Supervisor’s Personal Liability

Personal liability is when you can be personally held accountable for a civil action. In other words, if a claim is brought against your employer, you as a supervisor or manager can also be named in that claim and be required to pay a monetary award to satisfy the claim.

An employer, as defined by the Fair Labor Standards Act (FLSA), in 29.U.S.C. 203(d) is “any person acting directly or indirectly in the interest of an employer in relation to an employee”. Therefore, if a supervisor has the authority to make decisions or has control over hiring/firing, work stations & assignments, hours worked (including overtime), leaves of absence, employee safety, etc., they are considered as acting in the interest of the employer and can be held liable to some degree for an alleged infraction.

A number of laws have been inferred to hold supervisors personally liable. They include, but are not limited to:

  • FLSA (Fair Labor Standards Act)
  • FMLA (Family and Medical Leave Act)
  • COBRA (Consolidated Omnibus Budget Reconciliation Act)
  • HIPAA (Health Insurance Portability and Accountability Act)
  • ERISA (Employee Retirement Income Security Act)
  • OSHA (Occupational Safety and Health Administration)
  • Title VII (Civil Rights Act of 1964)

Examples of liability concern

A supervisor may be held personally liable for violations of reporting hours worked and overtime pay discrepancies. This can range from docking hours for required lunch breaks to failing to record or acknowledge hours worked over 40 in a workweek.

Interference with an employee’s right to FMLA. Supervisors who attempt to interfere with an employee’s legal right for medical leave can be held liable. This includes discrimination or retaliation toward an employee who has requested FMLA, has been on FMLA, or requested an extension of FMLA.

Supervisors who act as plan administrators may be liable for discrepancies, either discriminatory or monetary, and for failure to keep certain information confidential.

Discrimination or retaliation against “whistleblowers” can be a personal liability for supervisors.

Title VII –
Generally, Title VII does not have a provision for individual liability. However, supervisors may be named in a tort for actions such as “intentional infliction of emotional distress” or in a case of sexual harassment, and possibly assault. According to the EEOC, these actions, as well as actions of direct hiring or firing or indirect recommendations of such actions, can be construed as discrimination and may qualify for a possible tort lawsuit if it can be linked to:

What roll do Torts play in a supervisor’s personal liability?
According to the Cornell Law School, “a tort is an act or omission that gives rise to injury or harm to another and amounts to a civil wrong for which courts impose liability. In the context of torts, “injury” describes the invasion of any legal right, whereas “harm” describes a loss or detriment in fact that an individual suffers.” Basically, a tort is a civil wrong…a wrongdoing by one party against another and can be intentional or unintentional.

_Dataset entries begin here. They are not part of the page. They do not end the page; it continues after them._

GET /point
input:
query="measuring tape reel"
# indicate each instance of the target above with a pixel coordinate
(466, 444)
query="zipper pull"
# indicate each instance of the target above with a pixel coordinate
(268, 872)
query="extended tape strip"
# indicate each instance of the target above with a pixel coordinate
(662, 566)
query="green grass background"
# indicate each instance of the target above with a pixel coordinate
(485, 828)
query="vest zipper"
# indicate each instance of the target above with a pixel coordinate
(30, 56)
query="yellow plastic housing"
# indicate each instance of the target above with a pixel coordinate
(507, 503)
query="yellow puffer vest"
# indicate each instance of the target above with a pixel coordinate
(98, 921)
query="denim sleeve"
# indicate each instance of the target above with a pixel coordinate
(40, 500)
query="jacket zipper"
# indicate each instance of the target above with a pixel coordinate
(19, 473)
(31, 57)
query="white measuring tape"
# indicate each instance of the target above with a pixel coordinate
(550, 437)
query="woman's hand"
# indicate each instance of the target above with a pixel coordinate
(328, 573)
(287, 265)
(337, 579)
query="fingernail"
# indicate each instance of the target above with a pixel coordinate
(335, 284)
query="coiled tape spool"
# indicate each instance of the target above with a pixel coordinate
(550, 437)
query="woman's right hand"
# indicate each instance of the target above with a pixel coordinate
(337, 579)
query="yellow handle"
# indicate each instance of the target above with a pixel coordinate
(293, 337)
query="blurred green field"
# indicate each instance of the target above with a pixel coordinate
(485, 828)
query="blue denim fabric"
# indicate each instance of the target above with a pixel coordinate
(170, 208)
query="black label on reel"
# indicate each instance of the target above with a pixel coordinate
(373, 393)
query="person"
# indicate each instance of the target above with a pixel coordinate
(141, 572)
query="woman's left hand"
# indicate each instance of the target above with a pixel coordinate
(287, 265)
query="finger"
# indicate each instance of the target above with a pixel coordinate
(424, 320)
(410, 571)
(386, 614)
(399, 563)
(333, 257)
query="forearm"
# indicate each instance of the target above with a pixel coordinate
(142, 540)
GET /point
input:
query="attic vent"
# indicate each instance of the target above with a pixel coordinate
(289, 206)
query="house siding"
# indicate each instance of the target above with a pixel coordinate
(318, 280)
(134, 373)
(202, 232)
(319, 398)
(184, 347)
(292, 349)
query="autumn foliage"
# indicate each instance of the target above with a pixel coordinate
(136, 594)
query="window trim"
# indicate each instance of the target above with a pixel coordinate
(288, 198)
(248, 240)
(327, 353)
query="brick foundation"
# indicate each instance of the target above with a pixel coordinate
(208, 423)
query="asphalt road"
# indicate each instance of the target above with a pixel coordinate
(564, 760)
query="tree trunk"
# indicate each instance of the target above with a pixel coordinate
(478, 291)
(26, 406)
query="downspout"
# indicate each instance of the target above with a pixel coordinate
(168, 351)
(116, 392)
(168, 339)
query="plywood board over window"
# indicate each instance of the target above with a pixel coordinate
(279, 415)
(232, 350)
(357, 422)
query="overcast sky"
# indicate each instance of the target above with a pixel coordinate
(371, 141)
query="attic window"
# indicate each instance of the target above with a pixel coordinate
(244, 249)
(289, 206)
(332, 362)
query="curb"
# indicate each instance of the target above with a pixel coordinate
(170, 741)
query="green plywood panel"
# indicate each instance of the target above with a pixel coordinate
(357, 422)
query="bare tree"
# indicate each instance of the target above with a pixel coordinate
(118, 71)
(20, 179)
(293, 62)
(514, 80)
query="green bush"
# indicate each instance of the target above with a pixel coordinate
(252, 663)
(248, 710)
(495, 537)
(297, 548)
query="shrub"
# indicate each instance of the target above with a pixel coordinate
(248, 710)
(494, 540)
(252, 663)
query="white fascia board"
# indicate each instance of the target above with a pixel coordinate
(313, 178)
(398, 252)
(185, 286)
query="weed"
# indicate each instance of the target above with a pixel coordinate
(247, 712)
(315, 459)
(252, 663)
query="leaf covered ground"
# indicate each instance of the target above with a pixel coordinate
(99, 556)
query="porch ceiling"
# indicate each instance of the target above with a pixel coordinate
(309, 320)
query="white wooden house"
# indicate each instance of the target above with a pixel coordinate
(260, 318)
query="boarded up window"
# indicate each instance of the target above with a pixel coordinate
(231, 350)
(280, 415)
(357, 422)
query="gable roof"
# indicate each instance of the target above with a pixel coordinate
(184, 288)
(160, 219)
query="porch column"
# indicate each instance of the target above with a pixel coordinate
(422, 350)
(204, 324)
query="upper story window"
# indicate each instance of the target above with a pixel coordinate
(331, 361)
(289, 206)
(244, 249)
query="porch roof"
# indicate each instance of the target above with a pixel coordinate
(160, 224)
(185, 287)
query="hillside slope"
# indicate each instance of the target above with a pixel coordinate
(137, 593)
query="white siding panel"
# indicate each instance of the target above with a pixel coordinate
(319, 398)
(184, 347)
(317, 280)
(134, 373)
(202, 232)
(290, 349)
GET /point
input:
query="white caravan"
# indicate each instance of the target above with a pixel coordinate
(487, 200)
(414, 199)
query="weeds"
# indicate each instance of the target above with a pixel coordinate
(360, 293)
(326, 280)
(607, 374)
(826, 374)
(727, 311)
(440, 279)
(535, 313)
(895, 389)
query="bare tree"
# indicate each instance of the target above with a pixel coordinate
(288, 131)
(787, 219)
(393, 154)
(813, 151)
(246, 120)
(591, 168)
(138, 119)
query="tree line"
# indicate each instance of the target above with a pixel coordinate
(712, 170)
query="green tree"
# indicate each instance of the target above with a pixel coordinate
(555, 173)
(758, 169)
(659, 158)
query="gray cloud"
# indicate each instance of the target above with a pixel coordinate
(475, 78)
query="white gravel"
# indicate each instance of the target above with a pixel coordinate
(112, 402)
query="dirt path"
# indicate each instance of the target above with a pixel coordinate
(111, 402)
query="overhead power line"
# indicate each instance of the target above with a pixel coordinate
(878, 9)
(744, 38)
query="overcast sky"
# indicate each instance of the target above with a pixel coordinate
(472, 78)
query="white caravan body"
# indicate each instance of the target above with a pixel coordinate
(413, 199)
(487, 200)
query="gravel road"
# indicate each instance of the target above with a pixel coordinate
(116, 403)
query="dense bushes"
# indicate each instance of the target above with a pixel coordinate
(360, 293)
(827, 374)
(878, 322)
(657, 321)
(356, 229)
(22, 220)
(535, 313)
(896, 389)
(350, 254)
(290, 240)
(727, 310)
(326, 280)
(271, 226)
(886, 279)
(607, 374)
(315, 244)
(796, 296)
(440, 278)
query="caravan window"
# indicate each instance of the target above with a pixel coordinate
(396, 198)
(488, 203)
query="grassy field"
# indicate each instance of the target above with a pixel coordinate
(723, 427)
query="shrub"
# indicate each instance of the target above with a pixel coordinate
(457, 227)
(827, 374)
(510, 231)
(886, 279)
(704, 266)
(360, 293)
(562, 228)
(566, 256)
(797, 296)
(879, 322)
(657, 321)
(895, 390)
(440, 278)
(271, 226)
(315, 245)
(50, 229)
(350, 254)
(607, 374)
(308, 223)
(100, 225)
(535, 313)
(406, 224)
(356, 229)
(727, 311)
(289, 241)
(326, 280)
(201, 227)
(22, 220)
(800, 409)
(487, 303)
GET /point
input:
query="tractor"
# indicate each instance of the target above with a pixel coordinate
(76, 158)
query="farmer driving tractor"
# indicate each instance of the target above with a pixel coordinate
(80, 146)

Supervisors may have a tort filed against them for defamation of an employee. If a supervisor makes a false statement that could possibly damage an employee’s reputation, a tort can be filed against them for slander. Likewise, a supervisor can defame an employee by writing statements or adding notes to employee’s files. This would be a libel tort. Just to be clear, slander is a verbal statement and libel is a written statement. Slander and libel can be accomplished simply by providing a negative reference, thus interfering with an employee’s future employment possibility.

Other forms of torts can include false imprisonment. This may involve refusing to allow an employee to leave during a conversation, such as during a performance or disciplinary review; or battery, which often accompanies sexual harassment claims. This is unwanted touching…no matter how slight. It could be something as simple as tapping an employee’s shoulder; or emotional distress. If an employee feels they are being picked on, they can claim harassment or emotional distress.

How to avoid liability
Below are some ways to avoid being held personally liable:

  • Discipline and terminate in a private setting. Other employees do not need to hear a co-worker get disciplined or fired.
  • Make sure you are specific and truthful in what you are telling employees and what you based your decision on.
  • Focus on behaviors and not perceived attitudes.
  • Allow for open discussion. Employees should be allowed to address or question decisions. They may not agree with the outcome, but they should be afforded the opportunity to inquire.
  • Show some compassion for employees who may be going through a difficult situation at work or at home. Be willing to listen and offer solutions, particularly if they are work-related.
  • Make sure your policies and practices are directly related to and up-to-date with current laws and regulations and ensure this information is communicated to all employees.
  • Document, document, document! Make sure you are putting in writing all relevant facts, date, times, etc. when having a conversation with an employee. Remember…if it isn’t in writing, it never happened.

Bottom Line
Recognize that as a supervisor, you can be held personally liable for actions against an employee, whether intentional or not. Keeping an open dialogue, showing concern for employees, and staying up to date on laws and regulations and what your role is in applying them equally and consistently will help keep you out of the courtroom.